Sometimes the knee produces too much synovial fluid, resulting in build-up of fluid in an area on the back of your knee (popliteal bursa), causing a Baker’s cyst. This can happen because of:

Injury – trauma or injury to the knee that can cause a build-up of excess fluid 

Arthritis – particularly rheumatoid arthritis and osteoarthritis

Infection – can cause fluid to build up around the knee joint

Unknown causes – Baker’s cysts can sometimes develop due to biomechanical insufficiency or for no apparent reason

Diagnosis

A physical examination along with an ultrasound or MRI can help identify a Baker’s cyst. These scans can help to rule out other pathologies.

Complications

Rarely, a Baker’s cyst bursts and the synovial fluid can leak into the calf region. This may cause pain into the knee, swelling in the calf and sometimes, redness in the calf or a feeling of fluid running down the calf.

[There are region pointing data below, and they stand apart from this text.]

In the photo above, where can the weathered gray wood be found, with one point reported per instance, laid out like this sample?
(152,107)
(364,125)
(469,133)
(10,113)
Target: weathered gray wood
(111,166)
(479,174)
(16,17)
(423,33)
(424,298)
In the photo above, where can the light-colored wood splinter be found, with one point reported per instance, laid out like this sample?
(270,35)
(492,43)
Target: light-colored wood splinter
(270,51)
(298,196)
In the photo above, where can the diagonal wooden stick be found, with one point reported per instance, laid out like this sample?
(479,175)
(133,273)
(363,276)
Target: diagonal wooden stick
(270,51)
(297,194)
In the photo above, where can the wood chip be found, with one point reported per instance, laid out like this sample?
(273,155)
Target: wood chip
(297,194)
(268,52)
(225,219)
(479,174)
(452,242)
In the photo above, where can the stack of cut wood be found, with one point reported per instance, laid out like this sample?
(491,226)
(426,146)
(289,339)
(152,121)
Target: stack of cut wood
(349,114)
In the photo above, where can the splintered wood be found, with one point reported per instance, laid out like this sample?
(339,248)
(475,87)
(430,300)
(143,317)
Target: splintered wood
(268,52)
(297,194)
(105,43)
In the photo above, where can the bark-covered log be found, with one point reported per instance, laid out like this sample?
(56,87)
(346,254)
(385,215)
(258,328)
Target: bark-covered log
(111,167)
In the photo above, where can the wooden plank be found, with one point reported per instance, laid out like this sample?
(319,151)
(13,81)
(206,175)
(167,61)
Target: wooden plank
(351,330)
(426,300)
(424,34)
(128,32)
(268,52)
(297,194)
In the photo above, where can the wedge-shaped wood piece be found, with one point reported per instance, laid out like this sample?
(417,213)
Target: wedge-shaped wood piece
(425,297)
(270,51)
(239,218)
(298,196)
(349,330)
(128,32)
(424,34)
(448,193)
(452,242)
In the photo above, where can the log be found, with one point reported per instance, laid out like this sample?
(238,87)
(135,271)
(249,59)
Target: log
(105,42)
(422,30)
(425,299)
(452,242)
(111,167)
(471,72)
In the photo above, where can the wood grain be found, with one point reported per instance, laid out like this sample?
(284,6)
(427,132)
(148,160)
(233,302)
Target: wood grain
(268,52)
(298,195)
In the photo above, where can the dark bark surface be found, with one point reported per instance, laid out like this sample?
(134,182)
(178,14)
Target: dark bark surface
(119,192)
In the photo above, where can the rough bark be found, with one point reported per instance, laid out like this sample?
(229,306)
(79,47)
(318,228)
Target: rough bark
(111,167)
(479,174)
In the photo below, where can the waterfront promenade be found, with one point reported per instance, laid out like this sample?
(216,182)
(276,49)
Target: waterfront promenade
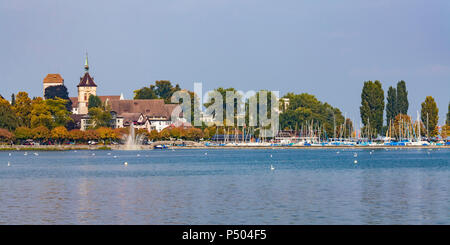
(196,145)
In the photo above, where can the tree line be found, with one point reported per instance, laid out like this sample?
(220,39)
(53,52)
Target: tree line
(373,106)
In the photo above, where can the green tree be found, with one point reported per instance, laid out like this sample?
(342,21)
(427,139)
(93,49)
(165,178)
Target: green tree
(223,93)
(430,115)
(164,89)
(306,108)
(13,99)
(448,116)
(94,101)
(23,133)
(6,136)
(22,109)
(402,98)
(40,133)
(8,118)
(40,114)
(372,106)
(57,108)
(59,91)
(59,134)
(391,106)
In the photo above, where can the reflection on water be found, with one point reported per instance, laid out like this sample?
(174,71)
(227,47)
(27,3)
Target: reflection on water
(226,187)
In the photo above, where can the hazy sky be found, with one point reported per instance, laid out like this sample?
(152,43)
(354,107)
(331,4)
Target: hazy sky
(326,48)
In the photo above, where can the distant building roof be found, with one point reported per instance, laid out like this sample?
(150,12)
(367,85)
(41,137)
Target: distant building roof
(53,78)
(129,118)
(149,108)
(74,101)
(86,81)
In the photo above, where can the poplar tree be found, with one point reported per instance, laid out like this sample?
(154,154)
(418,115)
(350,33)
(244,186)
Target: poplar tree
(391,106)
(372,106)
(430,115)
(402,98)
(448,115)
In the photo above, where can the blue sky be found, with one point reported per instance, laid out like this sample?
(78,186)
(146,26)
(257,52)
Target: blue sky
(326,48)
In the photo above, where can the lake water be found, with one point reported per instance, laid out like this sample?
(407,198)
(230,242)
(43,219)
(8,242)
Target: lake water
(308,186)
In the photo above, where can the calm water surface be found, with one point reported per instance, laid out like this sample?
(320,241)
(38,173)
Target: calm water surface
(319,186)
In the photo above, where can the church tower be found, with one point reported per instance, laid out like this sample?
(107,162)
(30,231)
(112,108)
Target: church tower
(86,87)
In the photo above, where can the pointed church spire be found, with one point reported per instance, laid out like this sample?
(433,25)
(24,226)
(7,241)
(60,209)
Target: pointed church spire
(86,64)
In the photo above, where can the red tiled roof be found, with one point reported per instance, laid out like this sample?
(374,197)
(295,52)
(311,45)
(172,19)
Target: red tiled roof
(74,101)
(149,108)
(87,81)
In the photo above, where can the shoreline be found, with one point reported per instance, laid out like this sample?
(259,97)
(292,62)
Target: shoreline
(150,147)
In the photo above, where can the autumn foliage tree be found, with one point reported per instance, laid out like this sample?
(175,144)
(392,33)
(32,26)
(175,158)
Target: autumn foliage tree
(59,134)
(5,135)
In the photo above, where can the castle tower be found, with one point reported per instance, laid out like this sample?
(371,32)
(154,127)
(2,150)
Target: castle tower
(86,87)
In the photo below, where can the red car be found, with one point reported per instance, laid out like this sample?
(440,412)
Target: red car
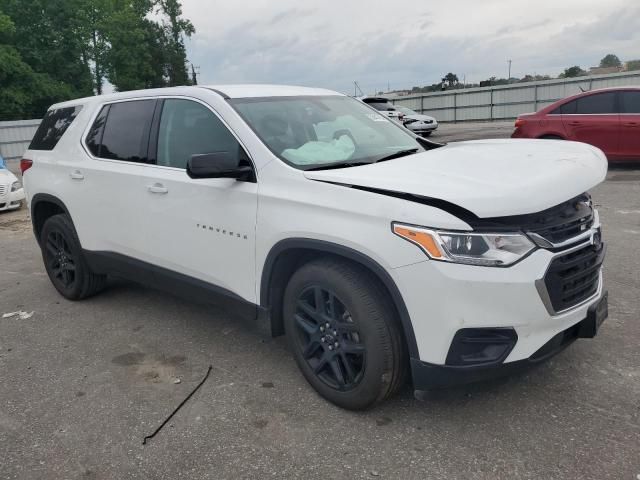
(608,119)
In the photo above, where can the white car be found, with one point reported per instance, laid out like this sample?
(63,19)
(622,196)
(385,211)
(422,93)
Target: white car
(420,124)
(381,255)
(385,107)
(11,191)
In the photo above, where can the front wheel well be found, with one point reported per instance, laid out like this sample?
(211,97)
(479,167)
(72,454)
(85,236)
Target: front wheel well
(283,261)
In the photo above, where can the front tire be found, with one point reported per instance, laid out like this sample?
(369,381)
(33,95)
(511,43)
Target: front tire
(342,330)
(64,261)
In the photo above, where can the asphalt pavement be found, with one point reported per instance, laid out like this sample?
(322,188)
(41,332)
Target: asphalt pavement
(81,384)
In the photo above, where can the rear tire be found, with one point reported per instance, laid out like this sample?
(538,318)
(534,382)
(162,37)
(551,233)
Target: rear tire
(63,259)
(342,330)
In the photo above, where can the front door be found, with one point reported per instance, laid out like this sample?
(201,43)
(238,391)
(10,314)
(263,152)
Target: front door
(630,124)
(594,119)
(202,228)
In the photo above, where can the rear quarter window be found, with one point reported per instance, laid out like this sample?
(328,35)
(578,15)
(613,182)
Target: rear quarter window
(53,126)
(121,131)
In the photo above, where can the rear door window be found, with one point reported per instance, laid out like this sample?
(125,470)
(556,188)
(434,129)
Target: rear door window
(125,134)
(630,102)
(598,104)
(53,126)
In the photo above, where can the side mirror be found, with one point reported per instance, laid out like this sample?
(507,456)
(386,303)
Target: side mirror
(217,165)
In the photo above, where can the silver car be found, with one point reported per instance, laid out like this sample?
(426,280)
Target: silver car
(419,124)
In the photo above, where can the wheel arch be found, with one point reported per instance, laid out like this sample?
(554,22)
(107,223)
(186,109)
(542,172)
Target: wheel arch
(43,206)
(286,256)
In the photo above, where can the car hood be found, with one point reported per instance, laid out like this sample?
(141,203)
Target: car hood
(490,178)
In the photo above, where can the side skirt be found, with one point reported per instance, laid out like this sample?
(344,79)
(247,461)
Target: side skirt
(178,284)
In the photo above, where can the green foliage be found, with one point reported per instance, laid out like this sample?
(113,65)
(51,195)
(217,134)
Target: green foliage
(571,72)
(24,93)
(54,50)
(450,79)
(633,65)
(610,60)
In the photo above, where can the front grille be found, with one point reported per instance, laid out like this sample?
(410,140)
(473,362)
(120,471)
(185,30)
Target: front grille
(573,277)
(556,224)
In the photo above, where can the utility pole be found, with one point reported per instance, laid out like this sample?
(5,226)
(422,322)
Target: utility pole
(195,71)
(356,87)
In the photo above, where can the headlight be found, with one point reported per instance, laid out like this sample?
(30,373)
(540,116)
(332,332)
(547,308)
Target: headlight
(487,249)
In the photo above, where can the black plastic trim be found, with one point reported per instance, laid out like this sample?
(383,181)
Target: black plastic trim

These signs and symptoms closely resemble those of a blood clot in a vein in your leg. If you have swelling and redness of your calf, you will need prompt medical evaluation to rule out a more serious cause of your symptoms.

Treatment

Asymptomatic Baker’s cysts are left alone and do not require treatment. If symptomatic, your physiotherapist might advise you in the short term to avoid activities that aggravate your knee joint. They can help to alleviate some of the pain by reducing the surrounding muscle tightness which can result from pain and swelling behind the knee. Your physio may also advise you to include heat or ice therapy, exercises to reduce biomechanical insufficiencies, and stretches to assist with the mobility of your knee. In a small number of circumstances the cyst may need to be drained or require surgical removal.